= Golden Girls of Bulgaria =

The "Golden Girls" of Bulgaria (Златните момичета на България) refers to Bulgarian rhythmic gymnasts and particularly those who represented Bulgaria from 1976 to 1999, when the team was coached by Neshka Robeva. In this period, the Golden Girls won 14 Rhythmic Gymnastics World Championships all-around titles in individual and ensemble performances, 14 Rhythmic Gymnastics European Championships all-around titles, and an assortment of other World and European titles. These gymnasts were seen as symbols of Bulgaria due to their international success. The term is sometimes also used to refer to current Bulgarian rhythmic gymnasts, especially the national group.

The most prominent gymnasts of the Golden Girls are Adriana Dunavska, Anelia Ralenkova, Bianka Panova, Diliana Georgieva, Elizabeth Koleva, Iliana Raeva, Julia Baicheva, Lilia Ignatova, and Maria Petrova. They won over 200 medals in 20 years. Bianka Panova became the first rhythmic gymnast to win all five individual events at a world championship. She was entered into the Guinness World Records for receiving full 10 marks in all eight routines at a world championship. Maria Petrova, along with earlier gymnast Maria Gigova, were both three-time world all-around champions; Petrova is also a three-time European all-around champion.

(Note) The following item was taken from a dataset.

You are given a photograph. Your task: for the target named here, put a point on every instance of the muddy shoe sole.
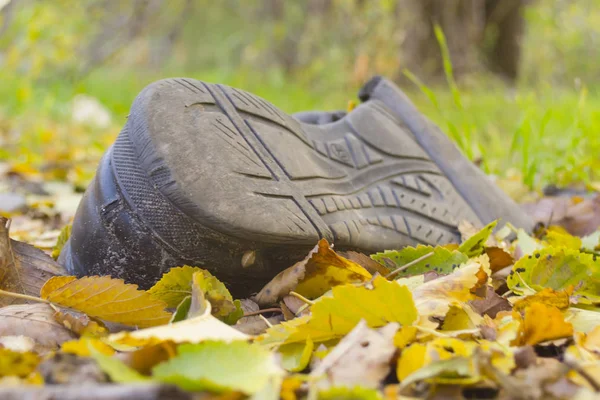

Robeva became a national hero for the success of her gymnasts, and she encouraged each gymnast to develop her own sense of artistry. However several former gymnasts who trained under her subsequently came forward with allegations that she abused them. Panova released an autobiography about her experience, which she called a "nightmare" and "very cruel", in which she recalled episodes of psychological abuse and extreme weight control such as being denied water. She also alleged in a 1999 interview that she was beaten to the point of blood being drawn; Stella Salapatiyska also alleged physical abuse as well as insults. Robeva admitted to hitting her gymnasts and often forcing them to repeat routines until after midnight. Both Panova and Salapatiyska were removed from the national team due to conflicts with Robeva.

In 2018, the Bulgarian National Lottery aired an advertisement featuring the "Golden Girls" of the national team at that time. The advertisement was the subject of criticism from some groups for using the image of the gymnasts, who are young adults often idolized by children, to advertise gambling, especially given the association of the gymnasts with national pride. The National Lottery did not respond to the criticism.